Lymphangioma
Introduction
Introduction to capillary lymphangioma Capillary lymphangioma is a mass formed by the development of primitive lymphatic vessels. It is a congenital malformation that belongs to the hamartoma nature and is a borderline lesion between tumor and deformity. Therefore, this disease is more common in children generally do not self-resolved, but the course of the disease is slow. Occurs in the face, neck and other places with small sputum-like transparent particles as the main feature. Generally, there is no need for treatment, and when it affects the appearance or tissue function, it is possible to treat with freezing, laser, etc., and can also be surgically removed. basic knowledge Sickness ratio: 0.0004%-0.0008% Susceptible people: under 5 years old Mode of infection: non-infectious Complications: Cellulitis Acute lymphangitis
Cause
Causes of capillary lymphangioma
(1) Causes of the disease
When the mesoderm in the embryonic venous plexus forms a primitive lymphatic sac, a misconfiguration occurs, causing the primitive lymphatic sac to fail to communicate with the venous system, or fail to communicate with the lymphatic trunk, or a small amount of lymphatic sac in the lymphatic system. Separated, resulting in circulatory disorders of the lymphatic system.
(two) pathogenesis
The mesoderm gap in the embryonic venous plexus fuses to form a large primitive lymphatic sac, which drains into the central venous system. Later, the lymphatic sac gradually degenerates or develops into a lymphatic system parallel to the vein, if a small amount of lymphatic sac forms in the lymphatic system. When separated, it forms a capillary lymphangioma, also known as simple lymphangioma. Because the cervical lymphatic sac is the earliest and the largest, the cystic lymphangioma is most common in the neck. Tumors and hemangiomas are mostly present at birth. They are actually a congenital malformation, a hamartoma, a borderline between tumor and malformation, due to poor obstruction of the output channel of the lymphatic vessels. Causes it to expand proximally, and later the occlusion is aggravated by inflammation or bleeding. Although about 60% of lymphangiomas are seen in patients under 5 years of age, there are also quite a few occurrences in adulthood.

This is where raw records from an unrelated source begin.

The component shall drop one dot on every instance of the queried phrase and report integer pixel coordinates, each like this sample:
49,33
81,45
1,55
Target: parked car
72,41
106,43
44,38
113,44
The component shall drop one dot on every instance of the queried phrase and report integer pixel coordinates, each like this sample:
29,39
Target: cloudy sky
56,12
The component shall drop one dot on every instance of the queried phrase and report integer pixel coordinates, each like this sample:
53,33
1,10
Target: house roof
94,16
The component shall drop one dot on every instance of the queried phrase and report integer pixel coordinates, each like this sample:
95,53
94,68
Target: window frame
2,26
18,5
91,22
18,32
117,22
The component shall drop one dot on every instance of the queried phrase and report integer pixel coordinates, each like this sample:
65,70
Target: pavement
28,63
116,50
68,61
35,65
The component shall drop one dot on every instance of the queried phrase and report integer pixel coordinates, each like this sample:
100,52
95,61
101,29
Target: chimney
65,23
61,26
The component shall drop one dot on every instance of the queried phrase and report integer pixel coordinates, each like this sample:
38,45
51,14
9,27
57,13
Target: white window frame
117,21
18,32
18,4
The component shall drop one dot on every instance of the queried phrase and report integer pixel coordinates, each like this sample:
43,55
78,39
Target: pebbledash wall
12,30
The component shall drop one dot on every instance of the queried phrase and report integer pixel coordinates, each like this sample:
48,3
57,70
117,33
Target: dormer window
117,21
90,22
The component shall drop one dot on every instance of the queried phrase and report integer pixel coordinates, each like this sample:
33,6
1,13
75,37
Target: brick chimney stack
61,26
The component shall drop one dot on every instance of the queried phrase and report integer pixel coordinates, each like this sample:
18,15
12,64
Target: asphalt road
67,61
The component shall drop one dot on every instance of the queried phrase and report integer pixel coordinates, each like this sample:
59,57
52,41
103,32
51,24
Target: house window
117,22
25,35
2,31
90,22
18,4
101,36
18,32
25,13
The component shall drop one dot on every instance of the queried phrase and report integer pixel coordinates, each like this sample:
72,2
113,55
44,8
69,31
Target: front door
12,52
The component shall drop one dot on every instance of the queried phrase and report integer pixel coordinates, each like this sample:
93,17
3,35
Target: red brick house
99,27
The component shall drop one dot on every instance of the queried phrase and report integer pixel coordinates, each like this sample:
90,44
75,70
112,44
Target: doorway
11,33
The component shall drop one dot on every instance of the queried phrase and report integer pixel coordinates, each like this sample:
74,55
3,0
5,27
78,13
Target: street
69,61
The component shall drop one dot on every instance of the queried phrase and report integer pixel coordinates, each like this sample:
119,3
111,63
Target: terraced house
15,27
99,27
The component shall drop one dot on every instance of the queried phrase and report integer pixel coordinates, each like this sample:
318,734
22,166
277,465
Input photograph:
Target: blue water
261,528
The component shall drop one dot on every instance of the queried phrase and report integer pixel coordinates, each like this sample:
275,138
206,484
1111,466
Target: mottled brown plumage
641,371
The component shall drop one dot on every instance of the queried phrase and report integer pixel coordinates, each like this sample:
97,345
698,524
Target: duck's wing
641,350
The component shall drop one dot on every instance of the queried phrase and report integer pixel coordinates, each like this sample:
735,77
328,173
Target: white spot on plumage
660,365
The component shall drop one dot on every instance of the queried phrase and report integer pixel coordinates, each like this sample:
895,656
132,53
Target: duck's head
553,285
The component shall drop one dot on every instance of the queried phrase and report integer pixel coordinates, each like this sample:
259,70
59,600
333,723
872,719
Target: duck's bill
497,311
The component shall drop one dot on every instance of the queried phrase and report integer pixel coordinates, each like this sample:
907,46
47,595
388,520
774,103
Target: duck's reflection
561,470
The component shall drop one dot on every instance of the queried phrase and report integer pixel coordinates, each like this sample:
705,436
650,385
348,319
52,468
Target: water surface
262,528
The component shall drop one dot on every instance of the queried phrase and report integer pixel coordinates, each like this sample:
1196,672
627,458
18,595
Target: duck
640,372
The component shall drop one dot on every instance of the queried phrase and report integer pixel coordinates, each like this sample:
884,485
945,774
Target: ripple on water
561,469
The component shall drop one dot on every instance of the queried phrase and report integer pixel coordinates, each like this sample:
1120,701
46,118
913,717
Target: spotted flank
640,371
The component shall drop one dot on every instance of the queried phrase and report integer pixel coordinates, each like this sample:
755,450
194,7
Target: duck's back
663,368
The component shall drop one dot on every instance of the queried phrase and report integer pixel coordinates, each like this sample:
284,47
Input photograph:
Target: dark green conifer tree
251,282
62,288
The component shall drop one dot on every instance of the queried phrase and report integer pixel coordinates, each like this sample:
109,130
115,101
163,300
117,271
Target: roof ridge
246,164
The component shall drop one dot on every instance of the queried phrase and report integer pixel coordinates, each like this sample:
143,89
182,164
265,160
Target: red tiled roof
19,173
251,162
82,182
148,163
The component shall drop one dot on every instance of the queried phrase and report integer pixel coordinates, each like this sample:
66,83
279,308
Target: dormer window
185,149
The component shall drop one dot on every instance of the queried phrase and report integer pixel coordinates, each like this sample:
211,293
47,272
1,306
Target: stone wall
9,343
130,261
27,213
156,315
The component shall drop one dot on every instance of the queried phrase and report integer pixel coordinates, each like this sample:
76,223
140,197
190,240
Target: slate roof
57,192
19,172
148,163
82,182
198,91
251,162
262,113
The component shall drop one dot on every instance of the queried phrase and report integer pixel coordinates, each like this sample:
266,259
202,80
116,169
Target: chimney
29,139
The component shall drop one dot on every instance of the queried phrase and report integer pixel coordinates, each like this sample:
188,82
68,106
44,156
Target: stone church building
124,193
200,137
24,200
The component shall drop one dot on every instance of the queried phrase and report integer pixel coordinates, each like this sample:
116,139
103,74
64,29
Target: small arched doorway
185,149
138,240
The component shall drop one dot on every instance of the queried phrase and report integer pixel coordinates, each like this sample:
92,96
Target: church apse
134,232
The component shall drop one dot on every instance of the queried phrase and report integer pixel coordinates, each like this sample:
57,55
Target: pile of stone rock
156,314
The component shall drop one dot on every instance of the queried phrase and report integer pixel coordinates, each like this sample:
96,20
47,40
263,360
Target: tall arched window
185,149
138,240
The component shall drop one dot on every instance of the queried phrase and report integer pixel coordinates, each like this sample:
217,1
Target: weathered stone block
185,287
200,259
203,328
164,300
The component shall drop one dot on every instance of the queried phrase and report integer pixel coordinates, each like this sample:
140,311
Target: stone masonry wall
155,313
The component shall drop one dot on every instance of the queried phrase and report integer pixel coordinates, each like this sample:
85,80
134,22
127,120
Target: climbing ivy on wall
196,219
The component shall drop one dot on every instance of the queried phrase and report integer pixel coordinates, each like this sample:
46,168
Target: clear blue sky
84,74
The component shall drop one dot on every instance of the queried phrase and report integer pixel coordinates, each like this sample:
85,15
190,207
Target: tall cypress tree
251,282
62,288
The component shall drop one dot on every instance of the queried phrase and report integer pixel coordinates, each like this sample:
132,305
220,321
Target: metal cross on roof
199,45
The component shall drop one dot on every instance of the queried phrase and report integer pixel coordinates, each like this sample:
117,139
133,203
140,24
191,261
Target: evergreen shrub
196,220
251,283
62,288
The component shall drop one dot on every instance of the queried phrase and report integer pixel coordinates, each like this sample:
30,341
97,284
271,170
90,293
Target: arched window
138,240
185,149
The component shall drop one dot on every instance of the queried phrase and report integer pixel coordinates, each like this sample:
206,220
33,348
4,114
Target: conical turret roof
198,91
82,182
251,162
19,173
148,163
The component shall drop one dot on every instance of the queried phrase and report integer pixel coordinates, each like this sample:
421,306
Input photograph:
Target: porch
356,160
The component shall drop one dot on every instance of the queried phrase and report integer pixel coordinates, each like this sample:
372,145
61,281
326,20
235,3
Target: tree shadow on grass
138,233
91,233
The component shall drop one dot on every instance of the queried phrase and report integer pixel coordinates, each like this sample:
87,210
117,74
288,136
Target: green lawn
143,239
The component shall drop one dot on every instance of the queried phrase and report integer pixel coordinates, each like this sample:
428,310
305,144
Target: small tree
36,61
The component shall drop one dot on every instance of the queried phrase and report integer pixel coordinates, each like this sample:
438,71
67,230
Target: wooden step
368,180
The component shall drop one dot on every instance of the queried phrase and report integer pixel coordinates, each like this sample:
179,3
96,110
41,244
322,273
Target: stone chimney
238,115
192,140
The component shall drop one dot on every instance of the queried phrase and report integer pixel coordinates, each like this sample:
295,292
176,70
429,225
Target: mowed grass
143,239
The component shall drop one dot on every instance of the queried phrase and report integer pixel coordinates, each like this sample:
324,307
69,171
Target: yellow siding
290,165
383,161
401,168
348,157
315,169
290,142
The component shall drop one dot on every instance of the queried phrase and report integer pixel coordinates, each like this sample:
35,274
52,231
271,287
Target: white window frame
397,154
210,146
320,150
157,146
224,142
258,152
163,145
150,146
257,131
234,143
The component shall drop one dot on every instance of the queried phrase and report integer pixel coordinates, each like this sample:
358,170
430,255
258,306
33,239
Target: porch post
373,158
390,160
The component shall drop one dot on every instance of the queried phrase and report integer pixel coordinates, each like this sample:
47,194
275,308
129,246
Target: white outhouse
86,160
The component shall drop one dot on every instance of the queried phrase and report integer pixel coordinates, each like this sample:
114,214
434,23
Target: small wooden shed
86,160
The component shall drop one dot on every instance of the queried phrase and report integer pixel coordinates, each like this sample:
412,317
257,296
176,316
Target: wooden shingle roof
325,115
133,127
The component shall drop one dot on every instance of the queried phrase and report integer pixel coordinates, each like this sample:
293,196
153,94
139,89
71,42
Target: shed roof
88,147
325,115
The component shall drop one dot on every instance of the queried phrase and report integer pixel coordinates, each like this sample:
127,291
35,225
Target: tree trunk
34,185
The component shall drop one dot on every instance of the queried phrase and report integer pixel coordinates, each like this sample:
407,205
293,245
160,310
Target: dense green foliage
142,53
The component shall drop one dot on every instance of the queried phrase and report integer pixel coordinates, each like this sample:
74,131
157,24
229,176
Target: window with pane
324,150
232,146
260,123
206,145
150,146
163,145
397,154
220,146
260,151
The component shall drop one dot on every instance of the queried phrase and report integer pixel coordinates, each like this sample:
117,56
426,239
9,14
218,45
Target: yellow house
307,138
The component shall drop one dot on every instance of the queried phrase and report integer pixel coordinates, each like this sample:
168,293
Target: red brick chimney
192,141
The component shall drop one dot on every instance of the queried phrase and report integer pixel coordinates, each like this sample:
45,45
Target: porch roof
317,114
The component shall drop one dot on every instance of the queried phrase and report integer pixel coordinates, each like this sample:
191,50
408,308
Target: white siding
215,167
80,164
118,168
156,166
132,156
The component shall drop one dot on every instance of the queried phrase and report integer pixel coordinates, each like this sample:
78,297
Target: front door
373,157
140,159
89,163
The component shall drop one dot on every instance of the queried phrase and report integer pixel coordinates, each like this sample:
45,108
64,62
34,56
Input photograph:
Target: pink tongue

Histopathology shows that capillary lymphangioma is expanded by tiny lymphatic vessels lined with endothelial cells, containing lymph fluid, located in the upper part of the dermis, and the epidermis can be atrophied or proliferated.
Prevention
Capillary lymphangioma prevention
1. The cause of the disease is likely to be related to some bacterial viruses, but the mechanism of tumorigenesis is very complicated. Infection is only one of the external factors. At present, there is no tendency to spread the lymphoma and the mass. Therefore, as a relative of lymphoma patients, the risk of lymphoma is not significantly higher than the general population.
2. If you have received high-dose, multi-course chemotherapy, especially some drugs that affect reproductive function, it is recommended that patients avoid birth during treatment; for the child's health and family happiness, it is also recommended to consider fertility after 3 years of treatment. .
3. Reducing environmental pollution, maintaining good living habits, timely treatment of certain chronic inflammatory diseases of the body, and improving the immune function of the body may not only reduce the incidence of lymphoma, but also reduce the incidence of other malignant tumors.
Complication
Capillary lymphangioma complications Complications cellulitis acute lymphangitis
1. Cellulitis: Cellulitis is a suppurative inflammation that particularly affects the deep and subcutaneous tissues of the dermis, most often caused by Streptococcus pyogenes or Staphylococcus aureus. Most children are Staphylococcus aureus infections; cellulitis around diabetic ulcers and hemorrhoid ulcers includes mixed infections of Gram-positive cocci, Gram-negative aerobic bacteria and anaerobic bacteria. The pathogenic bacteria cause infection by entering the dermis through an external (immunologically normal) or blood-borne pathway (immunosuppressor).
Second, lymphangitis: lymphangiitis is mostly caused by local wounds or ulcers infected with bacteria, there are some patients without clear bacterial invasion, infection from lymphatic vessels to local lymph nodes.
Symptom
Capillary lymphangioma symptoms Common symptoms Blister
About 60% of lymphangiomas of capillary lymphangioma are seen in patients under 5 years of age, but quite a few also appear in adulthood. More common in the face, neck, chest, upper hip and ankle, the thigh and external genitalia can also be seen, the surface is colorless, soft, small scorpion-like particles, the diameter is more than 1 ~ 3mm, transparent, thick blisters, The pressure can be slightly reduced, often without self-conscious symptoms, such as piercing it, can flow out of transparent, sticky lymph.
Examine
Examination of capillary lymphangioma
1. B-ultrasound can determine tumor size, extent, nature and relationship with surrounding tissues.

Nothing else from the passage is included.